2 Mayıs 2009 Cumartesi

taş başı...

çok küçüktük , henüz bizim oralara karlar yağmamıştı .oyun oynardık elbet .ama öyle içinden seçeceğimiz çoklukta oyunumuz da yoktu .oyuncak ,zaten hiç tanışmadığımız bir hediyeydi ;kimin ne zaman ve nereden getireceği belli olmayan ...yalnız ,bol bol taş vardı bizim buralarda .biz de beş taş oynardık , kimse kavga etmezdi taş için .
okulu selden koruyan taşların arasında bulmuştuk bu oyunu .beş tane taşın birbiriyle olan çekişmesiydi bizi heyecanlandıran . bizi korkutan yine o dağlardan , soğuk kış gecelerinde bir türlü ısınmayan evlere düşen ,büyük beş taşlardı . ağlardık düşen taşlar yüzünden ,yıkılan taştan evlerimize ...biliyorduk uzaklarda bizi seyreden insanların varolduğunu . ve bir şey daha , bizce en kötüsü ; evi yıkan taşlardan daha kötüydü taşlaşmış yürekleri ...küçük insanlardık ,küçük taşlarımızla ...
ve o küçük taşlar ,küçük ellerimizde hiç de küçük olmayan yaralar açıyordu .
her şeye rağmen oynanan oyunun çoşkusunun unutturduğu acıları ,birer taş yapıp ,hiç görmediğimiz denizlere savururduk ;
yek ...du..se ...

bir gün soba dumanıyla kızıllaşan limanda batmaya çabalayan güneşe yardım için binmişlerdi ,karpuz kabuğundan gemilere . kenti saran sessizlik ,mavi denizin üzerine uzanmışken , geminin o eski türküsü güneşe çoktan ulaşmıştı .

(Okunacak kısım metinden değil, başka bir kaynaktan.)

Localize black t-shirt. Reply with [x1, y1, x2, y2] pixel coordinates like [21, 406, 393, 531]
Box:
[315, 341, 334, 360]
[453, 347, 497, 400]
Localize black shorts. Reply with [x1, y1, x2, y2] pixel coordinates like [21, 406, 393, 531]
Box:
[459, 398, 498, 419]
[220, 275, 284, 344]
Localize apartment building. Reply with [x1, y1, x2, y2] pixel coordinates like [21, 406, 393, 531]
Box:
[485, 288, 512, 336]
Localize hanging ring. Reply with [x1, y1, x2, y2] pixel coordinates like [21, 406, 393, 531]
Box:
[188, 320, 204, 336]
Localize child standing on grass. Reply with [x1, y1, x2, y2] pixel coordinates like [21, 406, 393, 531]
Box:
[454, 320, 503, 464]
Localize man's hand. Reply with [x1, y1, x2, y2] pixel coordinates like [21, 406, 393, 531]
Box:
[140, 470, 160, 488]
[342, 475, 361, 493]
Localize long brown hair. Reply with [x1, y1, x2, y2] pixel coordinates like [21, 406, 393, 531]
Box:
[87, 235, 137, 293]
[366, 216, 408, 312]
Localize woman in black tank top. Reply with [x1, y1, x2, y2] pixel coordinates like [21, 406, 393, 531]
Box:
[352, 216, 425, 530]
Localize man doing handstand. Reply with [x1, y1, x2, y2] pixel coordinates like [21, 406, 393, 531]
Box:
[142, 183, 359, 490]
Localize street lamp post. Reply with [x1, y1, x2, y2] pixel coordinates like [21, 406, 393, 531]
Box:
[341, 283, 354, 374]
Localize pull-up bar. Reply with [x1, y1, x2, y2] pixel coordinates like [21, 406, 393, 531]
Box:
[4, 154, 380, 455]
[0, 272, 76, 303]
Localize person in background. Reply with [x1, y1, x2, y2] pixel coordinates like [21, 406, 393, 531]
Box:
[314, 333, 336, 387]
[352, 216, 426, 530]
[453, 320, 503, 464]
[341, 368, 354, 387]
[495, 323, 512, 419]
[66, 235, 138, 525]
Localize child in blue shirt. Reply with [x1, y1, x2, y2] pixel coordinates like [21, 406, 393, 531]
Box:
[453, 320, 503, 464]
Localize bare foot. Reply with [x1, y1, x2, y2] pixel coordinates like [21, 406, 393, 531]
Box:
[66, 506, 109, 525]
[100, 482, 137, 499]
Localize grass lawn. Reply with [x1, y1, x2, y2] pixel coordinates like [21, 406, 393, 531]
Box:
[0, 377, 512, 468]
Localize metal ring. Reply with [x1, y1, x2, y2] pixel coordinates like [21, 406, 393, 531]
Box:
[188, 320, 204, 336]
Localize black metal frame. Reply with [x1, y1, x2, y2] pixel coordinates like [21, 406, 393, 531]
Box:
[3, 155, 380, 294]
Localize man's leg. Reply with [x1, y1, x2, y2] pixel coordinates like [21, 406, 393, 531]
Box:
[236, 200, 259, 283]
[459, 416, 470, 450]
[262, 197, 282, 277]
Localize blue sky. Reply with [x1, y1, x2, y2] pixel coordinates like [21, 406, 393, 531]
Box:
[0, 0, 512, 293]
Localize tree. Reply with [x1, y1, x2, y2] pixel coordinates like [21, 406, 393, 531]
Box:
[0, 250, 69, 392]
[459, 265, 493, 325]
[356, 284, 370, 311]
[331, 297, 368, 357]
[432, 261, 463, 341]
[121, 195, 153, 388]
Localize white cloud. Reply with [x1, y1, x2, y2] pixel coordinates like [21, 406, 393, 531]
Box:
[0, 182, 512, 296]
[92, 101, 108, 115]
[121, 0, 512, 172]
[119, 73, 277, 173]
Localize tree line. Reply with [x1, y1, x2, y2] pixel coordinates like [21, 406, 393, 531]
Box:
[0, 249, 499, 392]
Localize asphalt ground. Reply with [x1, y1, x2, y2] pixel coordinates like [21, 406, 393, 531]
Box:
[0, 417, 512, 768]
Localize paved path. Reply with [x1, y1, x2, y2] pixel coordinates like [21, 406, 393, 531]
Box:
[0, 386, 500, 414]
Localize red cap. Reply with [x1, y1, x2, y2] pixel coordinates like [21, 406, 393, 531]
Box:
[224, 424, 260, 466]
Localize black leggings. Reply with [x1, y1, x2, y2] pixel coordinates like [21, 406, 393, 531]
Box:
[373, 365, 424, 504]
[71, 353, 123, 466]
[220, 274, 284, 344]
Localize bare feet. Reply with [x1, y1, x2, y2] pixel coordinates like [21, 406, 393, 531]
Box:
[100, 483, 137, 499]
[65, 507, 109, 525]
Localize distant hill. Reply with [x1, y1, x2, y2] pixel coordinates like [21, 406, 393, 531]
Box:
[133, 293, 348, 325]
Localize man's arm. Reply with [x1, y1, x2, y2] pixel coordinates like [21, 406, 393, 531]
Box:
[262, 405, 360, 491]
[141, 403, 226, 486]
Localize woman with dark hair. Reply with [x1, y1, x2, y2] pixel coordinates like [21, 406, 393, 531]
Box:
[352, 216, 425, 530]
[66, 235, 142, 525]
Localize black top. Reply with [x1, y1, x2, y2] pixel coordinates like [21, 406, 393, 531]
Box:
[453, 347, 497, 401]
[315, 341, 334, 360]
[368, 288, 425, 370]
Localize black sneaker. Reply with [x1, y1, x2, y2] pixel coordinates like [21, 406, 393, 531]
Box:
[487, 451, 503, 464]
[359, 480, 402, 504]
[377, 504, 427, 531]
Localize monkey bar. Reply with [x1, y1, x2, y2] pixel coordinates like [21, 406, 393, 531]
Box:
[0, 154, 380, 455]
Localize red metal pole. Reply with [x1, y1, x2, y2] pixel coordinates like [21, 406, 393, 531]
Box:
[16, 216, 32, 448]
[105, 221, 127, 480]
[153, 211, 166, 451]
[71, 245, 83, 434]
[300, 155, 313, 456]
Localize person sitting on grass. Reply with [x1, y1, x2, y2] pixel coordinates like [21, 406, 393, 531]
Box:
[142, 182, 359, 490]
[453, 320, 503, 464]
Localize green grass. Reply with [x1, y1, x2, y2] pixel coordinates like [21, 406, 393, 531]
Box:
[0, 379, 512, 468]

kabuktan gemilere bindik çocuklar ...
ellerinde kağıttan rüzgar gülleriyle
güzel günler göreceklerdi
güneş ; onların o yalansız , sevgiye hasret gözleri için doğacaktı bir sabah .
bir sabah o ilk güneşin
sesi duyulacaktı
masaya erkenden bırakılmış sıcak bir sütün kokusuyla ...

elbette beş taş oynayacaklardı yine ,yıllardır hiç görmedikleri denizin tam da üstünde ...
bu sefer elleri acımayacaktı çocukların .denizden yapacaklardı taşlarını .taş ; taş olmaktan çıkacaktı ...
yürekleri taş bağlamış ve taşa tutsak olmuş bedenlere kucak kucak beş taş getireceklerdi uzak denizlerden .
sevmeyi öğrenin diyeceklerdi .taş olmasın yüreğiniz ,elleriniz acımadan oynayın ...sizin yerinize ,bizim küçük ellerimiz acısın , yeterki siz beş taş oynayın ...hadi ...

''crispos japon balığı''

Hiç yorum yok:

birleşin...

çıktı bir gün bir aydın sakalları arasında saklanmış ağzıyla konuştu işçilerle anlattı gerçeği dedi ben memnunum hâlimden ama üzüyor beni s...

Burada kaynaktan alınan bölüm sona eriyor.